Schlüsselwörter (Keywords)
Global Compact, Corporate Social Responsibility (CSR), Textile and Garment Industry, Philippines, SMEs, Reporting Gap, Implementation Challenges, UN, Network Effectiveness, Private Regulation, Co-regulation, Sustainability.
Frequently Asked Questions: Analysis of the UN Global Compact's Performance in the Philippine Textile and Garment Industry
What is the main focus of this paper?
This paper analyzes the performance of the UN Global Compact, specifically its implementation within the Philippine textile and garment industry. It investigates the reasons behind low reporting rates among participants and explores the role of corporate social responsibility (CSR) in the context of the Global Compact's initiatives. The study also provides recommendations for improving the effectiveness of the Global Compact.
What are the key themes explored in the paper?
Key themes include the effectiveness of the UN Global Compact's principles, the role of corporate social responsibility in the Philippines, the challenges of implementing the Global Compact in developing countries, the importance of local network structures, and recommendations for improving the Global Compact's impact.
What are the key findings regarding the Global Compact's performance in the Philippines?
The paper highlights a significant reporting gap among participants in the Philippines, despite a high initial participation rate. This gap is attributed to insufficient resources, communication breakdowns within the network, and the limited resources and perceived value of the initiative among many Small and Medium Enterprises (SMEs).
What is the role of Corporate Social Responsibility (CSR) in the Philippine context?
The paper finds that CSR is deeply ingrained in Philippine business culture, driven by managerial convictions, buyer pressure, and market advantage. However, the Global Compact is perceived as supplementary moral support rather than a primary driver of CSR activities, indicating a gap between existing CSR practices and engagement with the Global Compact's principles.

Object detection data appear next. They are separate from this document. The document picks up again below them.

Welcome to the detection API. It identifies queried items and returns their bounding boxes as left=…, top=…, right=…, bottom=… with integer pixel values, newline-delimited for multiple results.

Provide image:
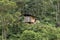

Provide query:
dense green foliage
left=0, top=0, right=60, bottom=40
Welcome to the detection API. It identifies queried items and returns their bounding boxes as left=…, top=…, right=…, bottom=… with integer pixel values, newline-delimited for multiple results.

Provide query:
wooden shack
left=24, top=14, right=36, bottom=23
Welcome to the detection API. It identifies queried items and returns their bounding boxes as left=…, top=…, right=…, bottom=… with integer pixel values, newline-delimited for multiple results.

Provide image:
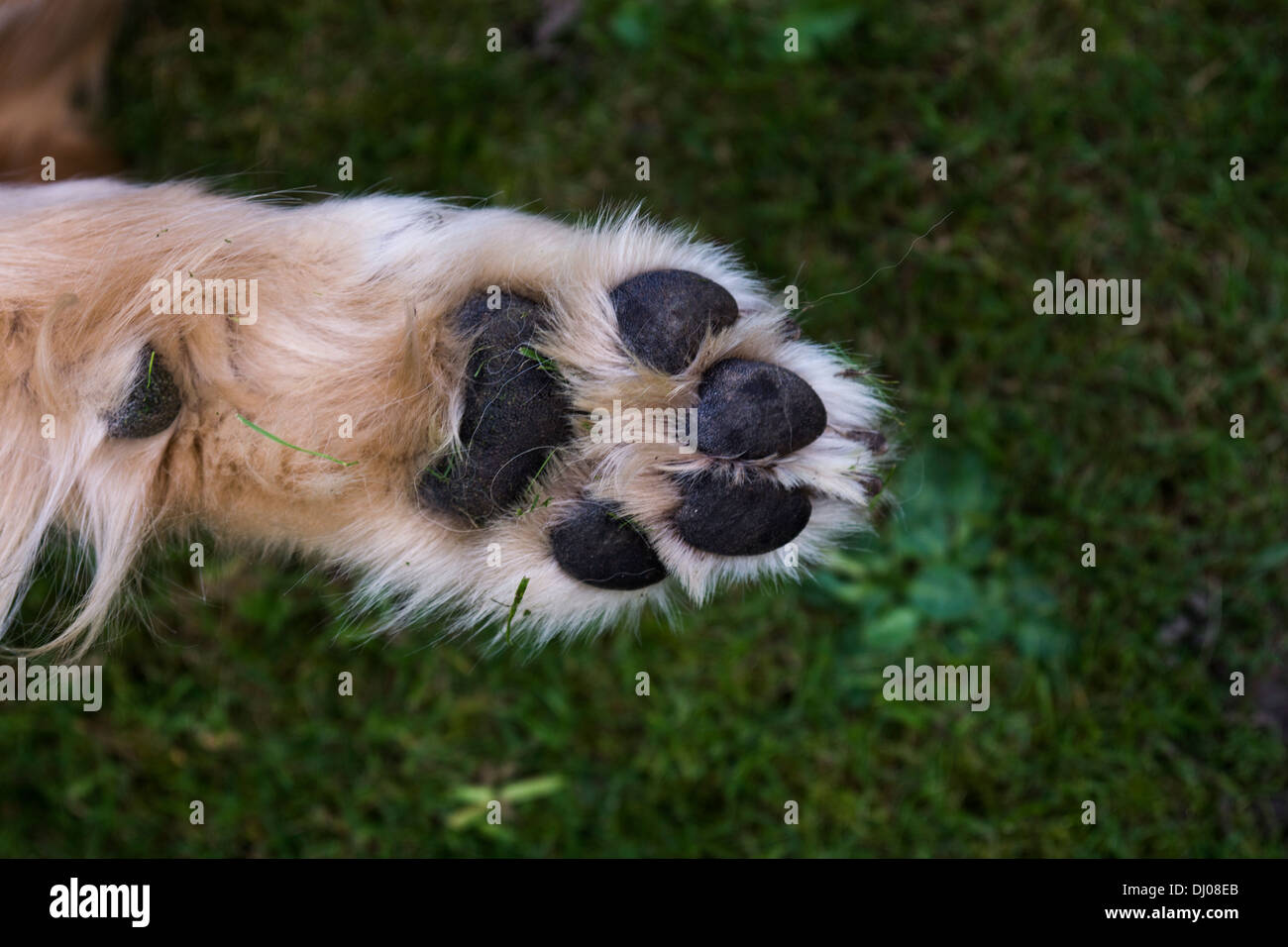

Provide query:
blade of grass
left=237, top=415, right=358, bottom=467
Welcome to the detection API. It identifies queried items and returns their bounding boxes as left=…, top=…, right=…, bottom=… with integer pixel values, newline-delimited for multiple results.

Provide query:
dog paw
left=0, top=189, right=889, bottom=654
left=386, top=215, right=888, bottom=638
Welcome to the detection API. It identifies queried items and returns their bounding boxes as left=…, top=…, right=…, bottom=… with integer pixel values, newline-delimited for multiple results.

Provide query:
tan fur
left=0, top=180, right=884, bottom=647
left=0, top=0, right=121, bottom=180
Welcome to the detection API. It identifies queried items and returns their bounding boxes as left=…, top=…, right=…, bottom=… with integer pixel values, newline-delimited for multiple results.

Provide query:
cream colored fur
left=0, top=180, right=885, bottom=650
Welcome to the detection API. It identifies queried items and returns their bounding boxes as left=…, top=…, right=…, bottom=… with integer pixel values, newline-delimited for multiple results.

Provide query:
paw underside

What other instruments of CSR are discussed in the paper?
The paper examines private regulatory mechanisms such as corporate codes of conduct and standards like WRAP, contrasting their broader reach with the lower engagement with co-regulative instruments like SA 8000, the FLA Workplace Code of Conduct, and the ETI Base Code. The varying effectiveness of these approaches in driving CSR practices and their relationship to the Global Compact's goals are analyzed.
What are the key recommendations of the paper?
While specific recommendations aren't detailed in the provided summary, the paper concludes with recommendations for improving the effectiveness of the Global Compact, addressing the significant reporting gap and enhancing the initiative's long-term viability and credibility.
What is the significance of the Philippine case study?
The Philippine case study serves as a key example illustrating the broader challenges faced by the Global Compact in achieving effective implementation, particularly concerning the disconnect between participation and actual implementation of its principles, especially among SMEs.
What are the key words associated with this paper?
Key words include Global Compact, Corporate Social Responsibility (CSR), Textile and Garment Industry, Philippines, SMEs, Reporting Gap, Implementation Challenges, UN, Network Effectiveness, Private Regulation, Co-regulation, and Sustainability.